In January 2016, amid scientific uncertainty around the long-term impacts of Zika virus, authorities from several countries in Latin America recommended that women delay pregnancy.[48] Their recommendations sparked new public discussions about access to sexual and reproductive health information and services in countries affected by the epidemic.[49] Brazil, as the epicenter of the epidemic, issued a protocol that highlighted women’s access to contraception as a key pillar of the response to the epidemic, but failed both to recognize the significant barriers women face to access contraception or what to do in case of contraceptive failure.[50] Recently, the Ministry of Health developed a new integrated plan against the Zika epidemic, which included a focus on sexual and reproductive health, for municipalities in six states—Maranhão, Ceará, Rio Grande do Norte, Alagoas, Sergipe and Bahia.[51] The most recent protocol on public health emergencies, released in December 2016, increased the list of actions related to sexual and reproductive health and rights, including a recommendation on the use of condoms during pregnancy.[52]

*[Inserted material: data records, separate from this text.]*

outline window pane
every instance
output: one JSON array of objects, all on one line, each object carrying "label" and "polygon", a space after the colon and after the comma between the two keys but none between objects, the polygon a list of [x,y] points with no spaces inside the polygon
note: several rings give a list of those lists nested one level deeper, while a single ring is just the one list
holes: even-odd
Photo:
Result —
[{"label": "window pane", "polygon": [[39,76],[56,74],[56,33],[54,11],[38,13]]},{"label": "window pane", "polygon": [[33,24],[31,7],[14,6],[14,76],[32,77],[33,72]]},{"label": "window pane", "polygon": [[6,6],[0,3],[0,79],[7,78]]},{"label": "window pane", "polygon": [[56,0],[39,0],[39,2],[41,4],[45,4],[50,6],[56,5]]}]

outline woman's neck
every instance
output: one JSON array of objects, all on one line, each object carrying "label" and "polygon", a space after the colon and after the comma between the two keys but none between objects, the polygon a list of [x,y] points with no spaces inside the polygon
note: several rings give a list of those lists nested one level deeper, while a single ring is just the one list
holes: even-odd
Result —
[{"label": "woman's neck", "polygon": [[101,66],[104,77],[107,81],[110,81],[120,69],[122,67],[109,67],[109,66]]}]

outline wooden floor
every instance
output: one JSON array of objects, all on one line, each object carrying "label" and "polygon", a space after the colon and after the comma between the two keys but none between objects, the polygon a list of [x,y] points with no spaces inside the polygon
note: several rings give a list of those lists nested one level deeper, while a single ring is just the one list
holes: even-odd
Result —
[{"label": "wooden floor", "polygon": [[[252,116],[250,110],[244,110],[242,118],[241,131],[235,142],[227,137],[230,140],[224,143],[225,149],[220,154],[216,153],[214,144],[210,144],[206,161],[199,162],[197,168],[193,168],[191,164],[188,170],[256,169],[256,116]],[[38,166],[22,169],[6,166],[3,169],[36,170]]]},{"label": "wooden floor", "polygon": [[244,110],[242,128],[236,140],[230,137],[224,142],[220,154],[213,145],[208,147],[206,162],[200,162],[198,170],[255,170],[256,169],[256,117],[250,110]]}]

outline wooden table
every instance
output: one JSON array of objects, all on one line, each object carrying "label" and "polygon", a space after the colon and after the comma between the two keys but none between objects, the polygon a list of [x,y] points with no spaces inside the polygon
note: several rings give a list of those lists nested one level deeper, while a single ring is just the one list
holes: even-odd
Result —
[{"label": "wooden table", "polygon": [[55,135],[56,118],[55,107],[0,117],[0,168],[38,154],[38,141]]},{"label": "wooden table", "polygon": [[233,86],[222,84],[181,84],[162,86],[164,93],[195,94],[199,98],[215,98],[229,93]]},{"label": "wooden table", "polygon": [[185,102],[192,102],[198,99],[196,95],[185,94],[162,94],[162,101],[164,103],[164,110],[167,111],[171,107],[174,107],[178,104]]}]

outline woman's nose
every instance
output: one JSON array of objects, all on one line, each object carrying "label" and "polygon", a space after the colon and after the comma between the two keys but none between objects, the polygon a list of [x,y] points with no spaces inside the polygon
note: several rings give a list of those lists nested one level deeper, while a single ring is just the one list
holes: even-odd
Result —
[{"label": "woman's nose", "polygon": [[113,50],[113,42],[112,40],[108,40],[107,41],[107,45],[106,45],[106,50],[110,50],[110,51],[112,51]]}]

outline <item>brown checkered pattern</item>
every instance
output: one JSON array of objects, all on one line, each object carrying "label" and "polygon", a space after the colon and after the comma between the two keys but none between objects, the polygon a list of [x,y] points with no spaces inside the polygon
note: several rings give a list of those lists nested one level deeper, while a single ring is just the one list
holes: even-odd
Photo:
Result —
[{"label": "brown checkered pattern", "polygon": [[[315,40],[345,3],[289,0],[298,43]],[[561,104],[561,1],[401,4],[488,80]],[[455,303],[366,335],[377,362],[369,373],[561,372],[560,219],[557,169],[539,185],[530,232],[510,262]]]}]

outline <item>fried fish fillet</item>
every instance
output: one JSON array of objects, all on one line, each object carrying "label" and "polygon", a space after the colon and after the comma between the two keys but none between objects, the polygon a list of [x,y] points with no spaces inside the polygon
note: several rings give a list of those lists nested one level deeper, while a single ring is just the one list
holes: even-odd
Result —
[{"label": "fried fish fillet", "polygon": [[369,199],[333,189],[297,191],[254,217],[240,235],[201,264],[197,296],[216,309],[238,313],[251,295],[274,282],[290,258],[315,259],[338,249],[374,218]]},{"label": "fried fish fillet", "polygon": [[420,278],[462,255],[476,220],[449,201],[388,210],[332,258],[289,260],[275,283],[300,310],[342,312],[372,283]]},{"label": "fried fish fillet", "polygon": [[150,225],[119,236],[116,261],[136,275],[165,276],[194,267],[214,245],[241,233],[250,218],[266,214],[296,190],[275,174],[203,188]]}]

Women and girls in Brazil have constitutional and statutory guaranteed rights to access contraception for free in many forms at local health centers run by the national health system (Sistema Único de Saúde, or SUS).[53] Despite this, a national demographic and health study published in 2008 found that nearly half of pregnancies in Brazil are unplanned or unwanted, indicating unmet contraceptive need.[54] Likewise, a more recent study published in 2016 involving nearly 24,000 Brazilian women who had recently given birth found that 55 percent reported that their most recent pregnancies were unintended.[55] Younger, single, women and girls of color without paid employment and with fewer years of schooling were more likely to report their pregnancy was unintended.[56] Consistent with these findings, the UN estimates more than 2.3 million Brazilian women and girls ages 15 to 49 who are married or in unions have an unmet need for family planning.[57] These estimates reflect the need prior to the outbreak, and do not include women and girls who are not married or in unions.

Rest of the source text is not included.